Tuesday, May 24, 2011

Procrastination


Pro-cras-ti-nate
verb
1.
to defer action; delay: to procrastinate until an opportunity is lost.


Procrastination. We all do it. How often have you sat down at the computer to study and somehow ended up watching a video of a bear falling out of a tree, or logging on to Facebook and spending the following hour scrolling down and down, delving into the rich, cultural goldmine of the last three days of status updates. 


It's a question which plagues us daily, "To do or not to do". And the point is this - it's a choice. As much as we may try to limit our options down to a single factor, to hone in on a single goal, to optimise our time and automate our lifestyle into a machine-like, success-creating machine, we are flawed by a fundamental human-factor. I would argue that being a human is more about our flaws than it is about our achievements as a race. 


Success is widely viewed as the accumulation of comfortable wealth and happiness, procrastination, the enemy of progress.  The end that we work towards is, more often than not, no more than the reflection of modern idealism, where the measure of a man is the number of zeroes on his/her bank statement and the size of his/her house. 
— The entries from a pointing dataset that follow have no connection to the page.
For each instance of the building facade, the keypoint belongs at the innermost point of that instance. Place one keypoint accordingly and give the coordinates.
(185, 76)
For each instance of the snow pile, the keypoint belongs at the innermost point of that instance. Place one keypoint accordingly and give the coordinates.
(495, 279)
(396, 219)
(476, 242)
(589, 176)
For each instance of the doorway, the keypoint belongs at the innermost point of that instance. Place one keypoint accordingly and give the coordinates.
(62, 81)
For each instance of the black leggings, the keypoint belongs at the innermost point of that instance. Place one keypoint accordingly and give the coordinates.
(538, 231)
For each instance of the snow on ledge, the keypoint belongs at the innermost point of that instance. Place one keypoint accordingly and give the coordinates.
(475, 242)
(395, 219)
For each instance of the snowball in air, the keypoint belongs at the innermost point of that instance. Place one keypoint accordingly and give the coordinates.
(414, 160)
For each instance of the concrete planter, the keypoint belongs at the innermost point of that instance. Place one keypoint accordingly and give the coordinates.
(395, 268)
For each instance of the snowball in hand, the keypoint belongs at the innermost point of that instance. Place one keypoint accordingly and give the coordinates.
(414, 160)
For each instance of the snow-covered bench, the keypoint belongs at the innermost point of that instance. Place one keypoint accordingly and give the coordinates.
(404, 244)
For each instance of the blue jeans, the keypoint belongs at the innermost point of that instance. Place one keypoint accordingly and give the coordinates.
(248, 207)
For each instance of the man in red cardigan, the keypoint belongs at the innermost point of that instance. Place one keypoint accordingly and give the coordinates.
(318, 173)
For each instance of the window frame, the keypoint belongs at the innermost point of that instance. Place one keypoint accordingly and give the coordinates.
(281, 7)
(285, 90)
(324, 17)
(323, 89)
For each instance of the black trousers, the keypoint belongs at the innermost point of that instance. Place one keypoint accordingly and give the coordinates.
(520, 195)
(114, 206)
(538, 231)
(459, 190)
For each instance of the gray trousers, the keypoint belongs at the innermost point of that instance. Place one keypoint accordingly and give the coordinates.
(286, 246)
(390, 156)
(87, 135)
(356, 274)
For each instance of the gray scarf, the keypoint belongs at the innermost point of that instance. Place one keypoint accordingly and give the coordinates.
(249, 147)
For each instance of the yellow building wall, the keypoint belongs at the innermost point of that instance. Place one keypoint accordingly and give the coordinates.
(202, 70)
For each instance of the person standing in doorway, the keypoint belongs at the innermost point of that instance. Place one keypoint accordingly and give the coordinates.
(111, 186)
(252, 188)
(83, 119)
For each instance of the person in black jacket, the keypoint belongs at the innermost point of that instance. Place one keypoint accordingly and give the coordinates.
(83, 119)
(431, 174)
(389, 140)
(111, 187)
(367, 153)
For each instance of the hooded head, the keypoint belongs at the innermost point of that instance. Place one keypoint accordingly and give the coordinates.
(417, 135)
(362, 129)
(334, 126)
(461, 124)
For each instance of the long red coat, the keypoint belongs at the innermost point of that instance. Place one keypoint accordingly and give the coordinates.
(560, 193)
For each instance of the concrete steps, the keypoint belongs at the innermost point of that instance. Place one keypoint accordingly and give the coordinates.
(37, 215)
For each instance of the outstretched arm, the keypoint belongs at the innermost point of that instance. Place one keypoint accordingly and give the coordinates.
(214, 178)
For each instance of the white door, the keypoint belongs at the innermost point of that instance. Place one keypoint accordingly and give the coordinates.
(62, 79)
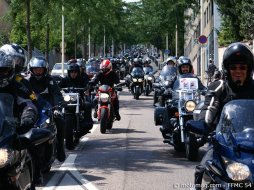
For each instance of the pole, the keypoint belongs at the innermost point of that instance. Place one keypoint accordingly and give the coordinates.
(104, 43)
(63, 46)
(89, 40)
(176, 39)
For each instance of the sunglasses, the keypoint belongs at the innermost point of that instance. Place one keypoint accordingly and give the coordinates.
(242, 68)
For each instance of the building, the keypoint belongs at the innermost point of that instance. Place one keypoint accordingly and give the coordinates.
(201, 41)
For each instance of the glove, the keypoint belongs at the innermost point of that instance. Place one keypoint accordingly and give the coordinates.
(25, 125)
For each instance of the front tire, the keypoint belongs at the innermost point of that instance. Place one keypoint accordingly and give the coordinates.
(104, 120)
(69, 133)
(191, 147)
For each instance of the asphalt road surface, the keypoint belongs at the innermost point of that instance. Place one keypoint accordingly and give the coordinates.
(131, 156)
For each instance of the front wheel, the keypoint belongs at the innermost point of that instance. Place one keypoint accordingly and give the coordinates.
(69, 132)
(191, 147)
(104, 120)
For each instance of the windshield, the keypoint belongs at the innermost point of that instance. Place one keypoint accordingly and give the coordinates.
(137, 71)
(186, 81)
(58, 66)
(237, 115)
(148, 70)
(168, 72)
(6, 112)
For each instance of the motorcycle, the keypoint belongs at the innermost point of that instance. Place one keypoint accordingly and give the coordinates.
(73, 115)
(137, 82)
(46, 121)
(231, 166)
(148, 80)
(162, 84)
(105, 108)
(185, 97)
(16, 168)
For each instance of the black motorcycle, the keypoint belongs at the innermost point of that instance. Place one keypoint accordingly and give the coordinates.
(185, 97)
(16, 168)
(137, 82)
(162, 83)
(231, 166)
(73, 116)
(148, 80)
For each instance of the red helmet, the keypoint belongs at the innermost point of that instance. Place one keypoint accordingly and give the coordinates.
(105, 66)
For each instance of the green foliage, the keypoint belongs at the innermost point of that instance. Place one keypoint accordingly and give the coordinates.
(131, 23)
(237, 20)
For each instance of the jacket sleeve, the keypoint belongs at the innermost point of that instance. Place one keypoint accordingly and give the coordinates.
(213, 103)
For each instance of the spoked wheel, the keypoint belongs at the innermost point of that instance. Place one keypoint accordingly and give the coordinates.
(104, 120)
(69, 132)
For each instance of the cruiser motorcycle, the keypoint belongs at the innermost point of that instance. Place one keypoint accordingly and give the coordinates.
(73, 115)
(185, 97)
(105, 108)
(16, 168)
(231, 166)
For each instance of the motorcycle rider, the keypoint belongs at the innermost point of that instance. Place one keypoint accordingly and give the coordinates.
(43, 83)
(17, 54)
(75, 79)
(238, 61)
(24, 109)
(109, 77)
(184, 68)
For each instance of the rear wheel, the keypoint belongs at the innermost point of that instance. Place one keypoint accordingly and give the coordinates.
(104, 120)
(69, 132)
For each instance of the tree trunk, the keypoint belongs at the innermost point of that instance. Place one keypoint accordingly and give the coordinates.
(28, 31)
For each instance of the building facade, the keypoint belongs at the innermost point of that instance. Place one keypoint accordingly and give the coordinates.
(201, 40)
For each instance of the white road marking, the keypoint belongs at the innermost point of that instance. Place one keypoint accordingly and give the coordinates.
(67, 176)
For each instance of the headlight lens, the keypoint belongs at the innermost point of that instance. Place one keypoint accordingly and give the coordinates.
(238, 171)
(104, 97)
(67, 98)
(5, 156)
(190, 106)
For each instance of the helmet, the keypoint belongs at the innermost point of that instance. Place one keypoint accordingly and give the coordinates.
(7, 67)
(73, 67)
(18, 56)
(105, 66)
(38, 62)
(171, 59)
(238, 53)
(184, 61)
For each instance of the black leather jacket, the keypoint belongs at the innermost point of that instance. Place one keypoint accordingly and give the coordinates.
(219, 93)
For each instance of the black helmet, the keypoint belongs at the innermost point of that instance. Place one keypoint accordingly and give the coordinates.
(18, 55)
(7, 67)
(184, 61)
(38, 62)
(73, 67)
(238, 53)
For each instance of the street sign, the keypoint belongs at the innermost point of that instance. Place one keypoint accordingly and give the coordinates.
(202, 39)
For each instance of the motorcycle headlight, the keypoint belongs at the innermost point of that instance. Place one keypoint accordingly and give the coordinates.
(104, 97)
(190, 106)
(5, 156)
(67, 98)
(238, 171)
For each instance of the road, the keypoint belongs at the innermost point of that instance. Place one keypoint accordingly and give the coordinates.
(131, 156)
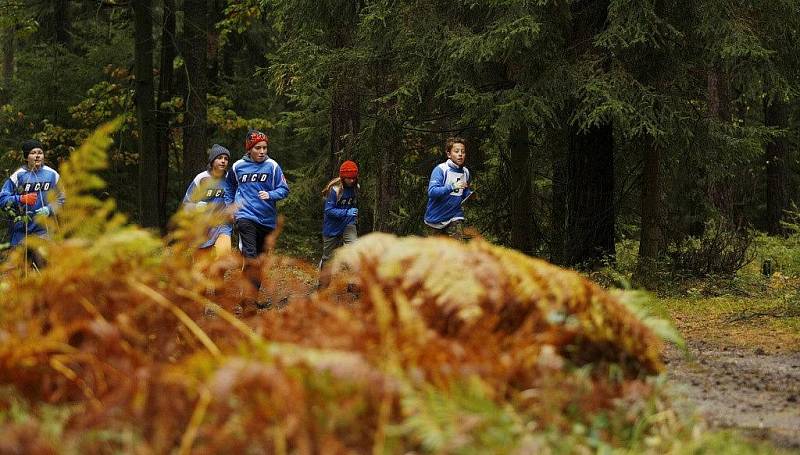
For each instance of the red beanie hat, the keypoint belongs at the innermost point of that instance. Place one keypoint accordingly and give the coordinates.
(254, 137)
(348, 170)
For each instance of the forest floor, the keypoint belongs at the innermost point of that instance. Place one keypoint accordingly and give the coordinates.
(742, 368)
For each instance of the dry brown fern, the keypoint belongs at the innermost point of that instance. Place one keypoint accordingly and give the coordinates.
(114, 327)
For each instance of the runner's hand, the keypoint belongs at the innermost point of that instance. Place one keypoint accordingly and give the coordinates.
(28, 199)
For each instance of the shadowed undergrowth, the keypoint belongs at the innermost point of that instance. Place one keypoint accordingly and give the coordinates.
(448, 348)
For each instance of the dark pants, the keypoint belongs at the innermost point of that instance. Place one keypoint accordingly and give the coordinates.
(252, 239)
(454, 230)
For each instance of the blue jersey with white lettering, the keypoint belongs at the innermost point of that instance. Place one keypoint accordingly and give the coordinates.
(44, 183)
(335, 217)
(212, 191)
(247, 178)
(444, 202)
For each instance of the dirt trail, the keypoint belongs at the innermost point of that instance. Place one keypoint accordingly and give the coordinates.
(753, 391)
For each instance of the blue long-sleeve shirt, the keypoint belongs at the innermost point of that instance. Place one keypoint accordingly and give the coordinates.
(444, 203)
(335, 218)
(213, 192)
(43, 182)
(246, 178)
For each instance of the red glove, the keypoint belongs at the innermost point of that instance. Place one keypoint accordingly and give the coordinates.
(28, 199)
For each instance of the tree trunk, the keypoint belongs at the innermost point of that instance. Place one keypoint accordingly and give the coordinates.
(521, 208)
(590, 196)
(345, 123)
(8, 63)
(145, 113)
(165, 90)
(558, 147)
(651, 239)
(776, 114)
(386, 187)
(62, 21)
(195, 53)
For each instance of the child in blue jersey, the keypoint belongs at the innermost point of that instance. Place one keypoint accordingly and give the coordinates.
(448, 188)
(257, 183)
(209, 189)
(31, 191)
(340, 213)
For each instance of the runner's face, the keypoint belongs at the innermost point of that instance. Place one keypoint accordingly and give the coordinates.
(35, 158)
(259, 152)
(457, 154)
(219, 164)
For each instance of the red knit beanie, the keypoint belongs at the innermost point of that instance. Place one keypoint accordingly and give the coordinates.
(348, 170)
(254, 137)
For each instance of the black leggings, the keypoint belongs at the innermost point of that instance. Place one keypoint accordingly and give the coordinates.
(252, 240)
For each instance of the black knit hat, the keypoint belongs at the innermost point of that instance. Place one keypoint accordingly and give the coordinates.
(216, 151)
(29, 145)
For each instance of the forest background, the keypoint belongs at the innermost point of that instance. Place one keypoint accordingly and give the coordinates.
(665, 128)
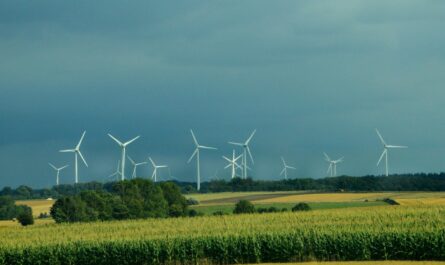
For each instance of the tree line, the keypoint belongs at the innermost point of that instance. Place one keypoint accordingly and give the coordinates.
(129, 199)
(407, 182)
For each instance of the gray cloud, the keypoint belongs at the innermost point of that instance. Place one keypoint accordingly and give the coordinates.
(312, 76)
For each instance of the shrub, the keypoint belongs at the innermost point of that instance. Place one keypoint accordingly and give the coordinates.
(302, 206)
(244, 206)
(25, 218)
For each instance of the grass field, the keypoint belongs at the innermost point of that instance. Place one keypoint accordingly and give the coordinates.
(363, 263)
(371, 233)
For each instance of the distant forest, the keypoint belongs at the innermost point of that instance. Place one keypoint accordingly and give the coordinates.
(411, 182)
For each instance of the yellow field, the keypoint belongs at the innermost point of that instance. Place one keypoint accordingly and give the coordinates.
(225, 195)
(405, 197)
(364, 263)
(38, 206)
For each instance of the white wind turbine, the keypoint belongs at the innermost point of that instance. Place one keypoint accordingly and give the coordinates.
(232, 163)
(246, 150)
(135, 166)
(76, 152)
(154, 176)
(123, 146)
(285, 168)
(58, 171)
(117, 172)
(196, 153)
(386, 148)
(332, 164)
Something I've learnt this year is that I'd much rather be distracted. Procrastination is just another way of saying "paying attention to what interests you." And if I don't become a lawyer or a doctor, what have I really lost? A 6 figure salary? A predictable future? Individuality is something that is worth preserving. To sacrifice that for stability and wealth is truly a wasteful use of time - not spending four hours learning a new song, not spending your gap-year travelling the world, not taking a tap-dance class. 




Invest in the things that distract you and don't let the expectations of a materialistic world shape who your are.